Спустя много лет на каком-то книжном базаре в Москве я надписывал свою новую книгу. Когда меня просят: “Напишите мне что-нибудь”, я теряюсь, я не мастер экспромтов. Но тут мне продиктовали: “Пожалуйста, напишите на память о том, что не случилось”. Передо мною стояла девочка, подросток, было ей лет пятнадцать-шестнадцать, что-то слабо знакомое в ее лице. Я спросил — кому? Как ее звать? Она пожала плечами, засмеялась — это неважно. Я надписал. Ночью в гостинице я вдруг вспомнил, кого она напоминала — Асю. Может, где-то позади стояла ее мать, может, мать когда-то рассказывала ей, не знаю. В том, что это была ее дочь, почему-то уверился. Было хорошо, что я не видел саму Асю, что она осталась в том же доме над садом в переулке, заросшем травой, остался балкон, тюфяк, постеленный на досках, все осталось как было, появилась только эта неведомая мне девочка, дочь ее и ее мужа, или такого же, как я, курсанта, потому что война шла еще два года и мы, курсанты того училища, еще горели и горели в танках.
* * *
— Ну хорошо: Отчизна, Отчизна… и что дальше, что прикажете с ней делать? Любить? Я вот приехал в Германию, поселился там, можно сказать, иммигрировал. С женой, детьми. Нам дали жилье. Квартиру. Социальную. Но отдельную, с удобствами. В Ганновере. Пенсию приличную. Дети устроились. Мы, конечно, благодарны. Ведь никаких заслуг перед Германией у нас не было. Это чувство благодарности перешло в симпатию, отчасти в признательность, почти в любовь.
* * *
Смерть жены после многолетнего брака — это потрясение. Сметаются все устои, все привычки. Прежде всего обнаруживается пустота. Пустое место за ужином. Кресло, где она сидела, — пустое. Ни в одной комнате ее нет. По привычке торопился домой, она там одна-одинешенька, ждет. Вошел, понимание, что никто не ждет. Несу домой новость, не терпится рассказать, никого нет. Каждый раз забываю, что ее нет.

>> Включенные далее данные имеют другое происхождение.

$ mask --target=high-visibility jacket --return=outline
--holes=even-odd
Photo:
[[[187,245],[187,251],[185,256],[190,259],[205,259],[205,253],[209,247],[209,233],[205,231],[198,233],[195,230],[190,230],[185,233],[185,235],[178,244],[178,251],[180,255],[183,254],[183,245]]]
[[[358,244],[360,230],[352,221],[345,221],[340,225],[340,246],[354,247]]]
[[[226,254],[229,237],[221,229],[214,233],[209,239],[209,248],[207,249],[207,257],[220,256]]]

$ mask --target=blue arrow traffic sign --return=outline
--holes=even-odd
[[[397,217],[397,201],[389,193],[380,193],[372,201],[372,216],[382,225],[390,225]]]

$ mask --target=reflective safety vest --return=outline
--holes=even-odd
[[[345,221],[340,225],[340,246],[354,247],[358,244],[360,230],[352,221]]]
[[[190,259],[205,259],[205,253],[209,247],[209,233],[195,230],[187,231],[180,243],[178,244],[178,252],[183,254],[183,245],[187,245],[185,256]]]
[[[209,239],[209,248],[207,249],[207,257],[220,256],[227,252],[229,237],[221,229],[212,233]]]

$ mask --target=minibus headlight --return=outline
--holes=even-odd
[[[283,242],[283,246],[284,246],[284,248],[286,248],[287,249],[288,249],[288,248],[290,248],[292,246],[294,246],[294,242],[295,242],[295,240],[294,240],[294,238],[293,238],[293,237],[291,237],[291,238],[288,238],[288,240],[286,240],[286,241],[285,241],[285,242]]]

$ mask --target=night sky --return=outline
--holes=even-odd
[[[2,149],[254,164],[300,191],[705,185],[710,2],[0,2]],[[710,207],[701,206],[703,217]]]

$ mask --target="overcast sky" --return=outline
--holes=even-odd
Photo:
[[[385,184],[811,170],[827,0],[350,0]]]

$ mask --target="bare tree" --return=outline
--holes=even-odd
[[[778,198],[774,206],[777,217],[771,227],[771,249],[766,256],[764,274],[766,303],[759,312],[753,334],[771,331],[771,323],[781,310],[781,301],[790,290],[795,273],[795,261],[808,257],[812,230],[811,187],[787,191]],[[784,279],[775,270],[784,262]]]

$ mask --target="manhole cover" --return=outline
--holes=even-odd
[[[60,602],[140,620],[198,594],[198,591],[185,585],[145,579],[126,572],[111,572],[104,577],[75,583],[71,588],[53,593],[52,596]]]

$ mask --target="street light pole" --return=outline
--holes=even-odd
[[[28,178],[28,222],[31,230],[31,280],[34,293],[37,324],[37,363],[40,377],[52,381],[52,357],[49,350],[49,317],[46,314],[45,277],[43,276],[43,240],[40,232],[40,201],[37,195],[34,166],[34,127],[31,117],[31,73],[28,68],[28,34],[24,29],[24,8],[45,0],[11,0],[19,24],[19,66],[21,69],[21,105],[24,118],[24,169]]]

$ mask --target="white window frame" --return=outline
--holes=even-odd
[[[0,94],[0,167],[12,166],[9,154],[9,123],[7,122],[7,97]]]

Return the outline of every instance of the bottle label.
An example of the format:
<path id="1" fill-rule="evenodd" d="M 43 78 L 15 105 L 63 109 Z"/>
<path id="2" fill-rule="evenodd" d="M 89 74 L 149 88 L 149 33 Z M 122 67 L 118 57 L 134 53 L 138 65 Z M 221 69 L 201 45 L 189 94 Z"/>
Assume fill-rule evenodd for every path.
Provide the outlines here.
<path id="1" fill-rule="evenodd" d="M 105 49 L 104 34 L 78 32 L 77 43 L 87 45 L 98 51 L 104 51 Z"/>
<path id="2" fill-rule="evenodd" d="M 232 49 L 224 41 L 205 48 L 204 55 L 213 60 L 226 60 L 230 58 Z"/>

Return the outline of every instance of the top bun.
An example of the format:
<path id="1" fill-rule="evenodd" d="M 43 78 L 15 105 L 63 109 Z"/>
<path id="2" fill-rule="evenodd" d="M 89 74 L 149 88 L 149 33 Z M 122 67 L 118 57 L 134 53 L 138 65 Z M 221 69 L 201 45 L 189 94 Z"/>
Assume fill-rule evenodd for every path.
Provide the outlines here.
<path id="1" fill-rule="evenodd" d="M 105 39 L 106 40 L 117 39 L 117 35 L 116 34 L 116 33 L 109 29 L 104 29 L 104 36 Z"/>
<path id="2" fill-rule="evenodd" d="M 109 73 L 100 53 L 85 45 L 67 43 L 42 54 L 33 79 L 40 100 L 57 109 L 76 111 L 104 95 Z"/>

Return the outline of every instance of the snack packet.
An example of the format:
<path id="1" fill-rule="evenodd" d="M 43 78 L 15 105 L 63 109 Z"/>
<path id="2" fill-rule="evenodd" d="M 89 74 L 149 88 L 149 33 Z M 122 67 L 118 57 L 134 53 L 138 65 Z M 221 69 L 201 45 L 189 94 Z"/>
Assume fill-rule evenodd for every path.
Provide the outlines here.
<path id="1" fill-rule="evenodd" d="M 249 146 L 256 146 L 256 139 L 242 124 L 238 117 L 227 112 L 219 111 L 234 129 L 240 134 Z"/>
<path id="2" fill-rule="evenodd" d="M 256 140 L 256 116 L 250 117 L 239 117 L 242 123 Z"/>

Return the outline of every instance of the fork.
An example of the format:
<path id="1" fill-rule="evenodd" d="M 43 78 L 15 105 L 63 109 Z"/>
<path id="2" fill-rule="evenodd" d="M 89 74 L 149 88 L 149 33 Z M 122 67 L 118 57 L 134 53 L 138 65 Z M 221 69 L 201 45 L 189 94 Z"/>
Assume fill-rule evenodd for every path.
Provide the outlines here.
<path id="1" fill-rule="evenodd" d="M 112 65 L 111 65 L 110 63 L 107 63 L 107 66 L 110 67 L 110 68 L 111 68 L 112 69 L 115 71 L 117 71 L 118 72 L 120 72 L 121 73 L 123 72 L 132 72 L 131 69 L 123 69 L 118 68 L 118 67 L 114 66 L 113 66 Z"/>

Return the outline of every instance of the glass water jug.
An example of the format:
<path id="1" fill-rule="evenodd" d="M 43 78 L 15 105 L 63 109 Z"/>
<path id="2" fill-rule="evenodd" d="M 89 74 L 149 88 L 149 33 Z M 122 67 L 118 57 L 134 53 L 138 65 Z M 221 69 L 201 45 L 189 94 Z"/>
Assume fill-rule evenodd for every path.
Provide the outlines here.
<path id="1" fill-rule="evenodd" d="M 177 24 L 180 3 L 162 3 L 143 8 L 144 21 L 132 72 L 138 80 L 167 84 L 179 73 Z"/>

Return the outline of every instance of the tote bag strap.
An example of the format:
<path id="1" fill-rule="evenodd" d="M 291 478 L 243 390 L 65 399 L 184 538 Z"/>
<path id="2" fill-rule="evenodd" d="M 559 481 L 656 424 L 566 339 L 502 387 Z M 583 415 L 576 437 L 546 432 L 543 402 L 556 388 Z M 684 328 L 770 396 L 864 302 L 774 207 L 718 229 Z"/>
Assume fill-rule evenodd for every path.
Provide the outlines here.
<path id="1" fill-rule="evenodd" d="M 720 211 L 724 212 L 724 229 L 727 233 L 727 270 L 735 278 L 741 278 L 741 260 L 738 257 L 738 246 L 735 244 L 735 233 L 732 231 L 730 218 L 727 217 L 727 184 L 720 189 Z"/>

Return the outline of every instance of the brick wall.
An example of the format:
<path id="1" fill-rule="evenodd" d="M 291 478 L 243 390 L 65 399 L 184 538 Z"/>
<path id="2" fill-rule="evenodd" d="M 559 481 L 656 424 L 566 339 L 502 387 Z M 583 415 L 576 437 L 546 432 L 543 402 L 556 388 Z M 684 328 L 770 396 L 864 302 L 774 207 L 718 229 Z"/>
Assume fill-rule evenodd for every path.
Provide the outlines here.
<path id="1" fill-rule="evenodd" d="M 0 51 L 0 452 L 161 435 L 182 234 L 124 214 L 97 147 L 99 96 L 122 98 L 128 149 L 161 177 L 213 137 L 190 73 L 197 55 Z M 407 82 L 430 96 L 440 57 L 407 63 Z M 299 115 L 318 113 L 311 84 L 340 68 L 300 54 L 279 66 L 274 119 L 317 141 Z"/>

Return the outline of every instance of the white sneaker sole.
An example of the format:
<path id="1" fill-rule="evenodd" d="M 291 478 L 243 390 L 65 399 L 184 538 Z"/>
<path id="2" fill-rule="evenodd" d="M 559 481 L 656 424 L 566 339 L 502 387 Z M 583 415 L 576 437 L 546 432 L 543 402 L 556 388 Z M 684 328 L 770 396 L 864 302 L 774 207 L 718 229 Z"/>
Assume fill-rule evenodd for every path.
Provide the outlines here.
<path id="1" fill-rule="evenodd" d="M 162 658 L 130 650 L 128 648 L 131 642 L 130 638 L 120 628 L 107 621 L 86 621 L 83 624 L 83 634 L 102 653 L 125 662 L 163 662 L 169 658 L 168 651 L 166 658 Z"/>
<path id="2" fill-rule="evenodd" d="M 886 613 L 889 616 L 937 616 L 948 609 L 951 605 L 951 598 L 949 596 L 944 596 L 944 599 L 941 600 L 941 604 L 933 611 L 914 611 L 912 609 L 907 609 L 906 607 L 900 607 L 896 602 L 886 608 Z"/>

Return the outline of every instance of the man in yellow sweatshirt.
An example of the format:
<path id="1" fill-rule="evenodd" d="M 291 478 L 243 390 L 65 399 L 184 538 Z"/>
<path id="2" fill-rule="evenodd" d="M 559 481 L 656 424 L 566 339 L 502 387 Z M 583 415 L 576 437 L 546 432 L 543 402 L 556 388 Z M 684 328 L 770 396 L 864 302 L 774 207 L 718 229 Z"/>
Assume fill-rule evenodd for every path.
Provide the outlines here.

Платяной шкаф. Там всегда было тесно от ее кофточек, блузок, юбок. Мы их раздали. Покачиваются пустые плечики. Мне надо узнать, когда к нам приезжал Роберт Фрост, какие стихи он читал. Спросить не у кого, она была единственная, кто помнил. Все больше и больше вещей, которые она знала, а я не знаю, не помню и уже не узнать, кругом посторонние люди. Набирается целый материк безответного, того, чего мне уже никогда не выяснить. Кругом необитаемый мир.
У Юры Рытхэу умерла жена Галя. Мы вдруг потянулись друг к другу. Он был гуляка, теперь стал примерным… кем? Вдовцом?
Вот когда меня все назойливее донимает вопрос о существовании души. Любой атеист, материалист знает, что у него-то душа имеется. Недоказуемо? Душа обитает за пределами доказательств, как сны, как мечта, за пределами естественных наук. Она недосягаема для приборов, датчиков.
Владимир Адмони, филолог, переводчик, германист, после смерти жены Тамары Сильман никак не мог воспринять ее отсутствие. Для него нереальным было ее небытие. Он не позволял садиться на ее стул, на ее постели раз в неделю меняли белье. Борис Слуцкий не мог оправиться после смерти жены, можно сказать, что это свело его в могилу.